‘It looks sound.’
‘He is as drunk as blazes, captain, I can see. Ah, he has been at the decanters and bottles after the guests have gone.’
‘No doubt about that,’ said Blodget, with a smile; ‘and I don’t mind saying that it was a part of my calculation in this little affair, that the servants would be mostly drunk, and so in too deep a sleep to hear us, or to mind us if they did hear us.’
‘Ah, captain, you know how to act about it, if any one in the world does.’
‘What is to be done with this fellow?’ said one of them.
‘Nothing: let him be. Now furnish yourselves with lighted tapers, and let us set to work.’
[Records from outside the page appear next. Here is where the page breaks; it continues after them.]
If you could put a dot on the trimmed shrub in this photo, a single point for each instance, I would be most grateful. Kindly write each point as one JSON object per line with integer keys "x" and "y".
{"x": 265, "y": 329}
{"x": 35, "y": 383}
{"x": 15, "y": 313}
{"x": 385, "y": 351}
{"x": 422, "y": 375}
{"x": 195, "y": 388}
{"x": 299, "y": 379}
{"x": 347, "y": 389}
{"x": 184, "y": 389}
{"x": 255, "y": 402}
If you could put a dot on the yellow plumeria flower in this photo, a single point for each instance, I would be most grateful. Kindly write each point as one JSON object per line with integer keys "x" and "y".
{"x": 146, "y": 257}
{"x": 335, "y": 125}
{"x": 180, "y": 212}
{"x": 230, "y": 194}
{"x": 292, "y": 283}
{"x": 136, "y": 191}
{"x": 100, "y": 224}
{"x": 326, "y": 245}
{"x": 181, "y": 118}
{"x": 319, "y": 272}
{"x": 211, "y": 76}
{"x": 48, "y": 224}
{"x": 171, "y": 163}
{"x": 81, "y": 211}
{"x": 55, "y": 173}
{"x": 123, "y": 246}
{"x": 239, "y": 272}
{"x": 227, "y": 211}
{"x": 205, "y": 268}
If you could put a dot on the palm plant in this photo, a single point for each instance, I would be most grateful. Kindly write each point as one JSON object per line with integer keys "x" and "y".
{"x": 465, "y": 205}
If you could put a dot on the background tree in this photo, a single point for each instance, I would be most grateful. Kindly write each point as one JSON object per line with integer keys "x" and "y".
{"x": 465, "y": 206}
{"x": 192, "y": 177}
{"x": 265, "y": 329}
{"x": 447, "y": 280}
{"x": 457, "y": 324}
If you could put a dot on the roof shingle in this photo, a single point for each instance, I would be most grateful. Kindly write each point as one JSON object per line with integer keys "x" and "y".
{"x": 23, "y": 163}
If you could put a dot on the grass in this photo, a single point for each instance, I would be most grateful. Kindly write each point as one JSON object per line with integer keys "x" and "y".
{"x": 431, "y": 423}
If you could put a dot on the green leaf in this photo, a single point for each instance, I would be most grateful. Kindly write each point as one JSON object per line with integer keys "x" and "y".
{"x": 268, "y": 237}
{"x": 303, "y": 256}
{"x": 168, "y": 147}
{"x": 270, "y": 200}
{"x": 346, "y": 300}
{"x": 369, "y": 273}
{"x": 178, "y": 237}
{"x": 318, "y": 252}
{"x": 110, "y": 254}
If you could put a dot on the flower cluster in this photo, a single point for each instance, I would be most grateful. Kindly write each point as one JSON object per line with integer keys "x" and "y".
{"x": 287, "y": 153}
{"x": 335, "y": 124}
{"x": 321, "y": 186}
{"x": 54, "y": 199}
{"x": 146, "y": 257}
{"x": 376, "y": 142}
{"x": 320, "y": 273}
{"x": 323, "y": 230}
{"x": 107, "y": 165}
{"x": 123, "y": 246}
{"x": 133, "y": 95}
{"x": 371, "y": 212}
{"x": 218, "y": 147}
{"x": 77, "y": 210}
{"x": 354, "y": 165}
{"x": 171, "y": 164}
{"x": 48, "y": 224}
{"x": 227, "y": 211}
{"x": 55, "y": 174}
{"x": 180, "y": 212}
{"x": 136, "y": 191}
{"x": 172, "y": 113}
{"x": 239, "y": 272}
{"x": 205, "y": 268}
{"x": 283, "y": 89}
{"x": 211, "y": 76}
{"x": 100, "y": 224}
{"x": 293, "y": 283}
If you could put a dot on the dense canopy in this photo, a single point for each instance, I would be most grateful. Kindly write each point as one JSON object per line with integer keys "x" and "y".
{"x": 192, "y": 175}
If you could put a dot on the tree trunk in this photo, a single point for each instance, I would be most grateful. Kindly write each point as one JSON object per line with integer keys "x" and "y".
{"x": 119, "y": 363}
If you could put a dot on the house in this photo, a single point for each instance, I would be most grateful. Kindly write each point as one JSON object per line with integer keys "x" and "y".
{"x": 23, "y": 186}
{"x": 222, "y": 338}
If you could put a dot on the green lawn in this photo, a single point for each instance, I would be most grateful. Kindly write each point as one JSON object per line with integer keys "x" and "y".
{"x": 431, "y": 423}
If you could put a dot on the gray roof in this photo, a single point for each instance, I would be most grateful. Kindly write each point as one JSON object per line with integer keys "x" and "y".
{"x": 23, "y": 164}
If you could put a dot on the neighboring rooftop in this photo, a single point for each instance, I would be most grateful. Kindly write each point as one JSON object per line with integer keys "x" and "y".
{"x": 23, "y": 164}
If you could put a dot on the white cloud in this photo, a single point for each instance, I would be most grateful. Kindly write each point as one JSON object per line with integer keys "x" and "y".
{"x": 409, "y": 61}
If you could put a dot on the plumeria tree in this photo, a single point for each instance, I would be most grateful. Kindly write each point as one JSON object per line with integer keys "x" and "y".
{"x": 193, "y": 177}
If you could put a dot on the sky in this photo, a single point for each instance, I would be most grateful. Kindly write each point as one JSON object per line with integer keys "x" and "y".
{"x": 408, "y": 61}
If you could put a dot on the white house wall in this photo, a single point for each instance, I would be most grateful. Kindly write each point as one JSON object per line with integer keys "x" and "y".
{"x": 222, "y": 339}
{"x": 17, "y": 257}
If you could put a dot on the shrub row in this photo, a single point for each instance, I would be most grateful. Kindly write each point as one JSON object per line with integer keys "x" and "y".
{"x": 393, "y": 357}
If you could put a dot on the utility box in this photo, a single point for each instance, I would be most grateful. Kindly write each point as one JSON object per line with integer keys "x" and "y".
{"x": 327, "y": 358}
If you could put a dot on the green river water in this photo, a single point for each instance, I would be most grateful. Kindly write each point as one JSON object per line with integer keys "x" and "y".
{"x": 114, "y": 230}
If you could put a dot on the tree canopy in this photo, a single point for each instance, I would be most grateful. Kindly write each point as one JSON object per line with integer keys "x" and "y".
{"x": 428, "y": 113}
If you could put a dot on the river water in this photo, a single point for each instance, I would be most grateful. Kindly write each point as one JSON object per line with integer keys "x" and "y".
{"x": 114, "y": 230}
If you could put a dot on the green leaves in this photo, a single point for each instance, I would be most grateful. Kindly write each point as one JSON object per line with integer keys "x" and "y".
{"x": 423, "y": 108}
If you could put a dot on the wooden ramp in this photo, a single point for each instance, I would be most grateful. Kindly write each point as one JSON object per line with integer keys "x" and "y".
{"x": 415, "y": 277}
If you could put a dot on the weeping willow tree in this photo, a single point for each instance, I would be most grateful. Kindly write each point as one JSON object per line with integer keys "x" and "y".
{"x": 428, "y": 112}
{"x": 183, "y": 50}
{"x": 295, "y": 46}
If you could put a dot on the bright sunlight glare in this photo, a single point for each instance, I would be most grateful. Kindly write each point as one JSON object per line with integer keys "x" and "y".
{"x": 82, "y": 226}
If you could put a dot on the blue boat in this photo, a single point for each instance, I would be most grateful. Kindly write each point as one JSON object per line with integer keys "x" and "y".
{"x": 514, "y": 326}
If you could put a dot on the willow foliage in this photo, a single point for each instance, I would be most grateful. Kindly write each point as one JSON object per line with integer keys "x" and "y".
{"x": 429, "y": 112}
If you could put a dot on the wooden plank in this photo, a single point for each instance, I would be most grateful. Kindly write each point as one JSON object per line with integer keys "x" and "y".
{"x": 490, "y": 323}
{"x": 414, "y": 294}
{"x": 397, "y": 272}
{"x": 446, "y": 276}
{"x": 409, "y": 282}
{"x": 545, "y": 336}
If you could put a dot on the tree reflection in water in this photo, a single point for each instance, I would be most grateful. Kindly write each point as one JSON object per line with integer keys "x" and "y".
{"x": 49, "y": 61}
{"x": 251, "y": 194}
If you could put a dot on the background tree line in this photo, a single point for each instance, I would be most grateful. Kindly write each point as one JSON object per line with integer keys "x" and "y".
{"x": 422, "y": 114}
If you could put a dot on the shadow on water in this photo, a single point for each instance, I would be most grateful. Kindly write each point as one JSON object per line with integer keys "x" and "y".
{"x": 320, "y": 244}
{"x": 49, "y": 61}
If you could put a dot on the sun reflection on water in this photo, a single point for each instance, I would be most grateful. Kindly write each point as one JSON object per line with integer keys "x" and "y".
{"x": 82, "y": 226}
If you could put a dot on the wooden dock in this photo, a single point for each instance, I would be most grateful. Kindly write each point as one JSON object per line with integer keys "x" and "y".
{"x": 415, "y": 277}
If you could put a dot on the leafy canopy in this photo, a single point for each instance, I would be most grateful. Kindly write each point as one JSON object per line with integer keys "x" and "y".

Each of the thieves in the course of another moment had a little piece of lighted taper in his hand, and it had the advantage that it could be, by a little pressure of the finger and thumb, stuck on any convenient place in an instant.
‘Now, quick, all of you,’ added Blodget, ‘and you follow me.’
He spoke to the one whose appointed duty it was to do so, and then at two steps at a time Blodget ascended a staircase.
When they got to the first floor landing, Blodget and the man who was with him both stopped, and sitting down on the stairs, they drew rapidly over their boots, each of them a pair of thick worsted socks, so that their footsteps were really quite inaudible after that.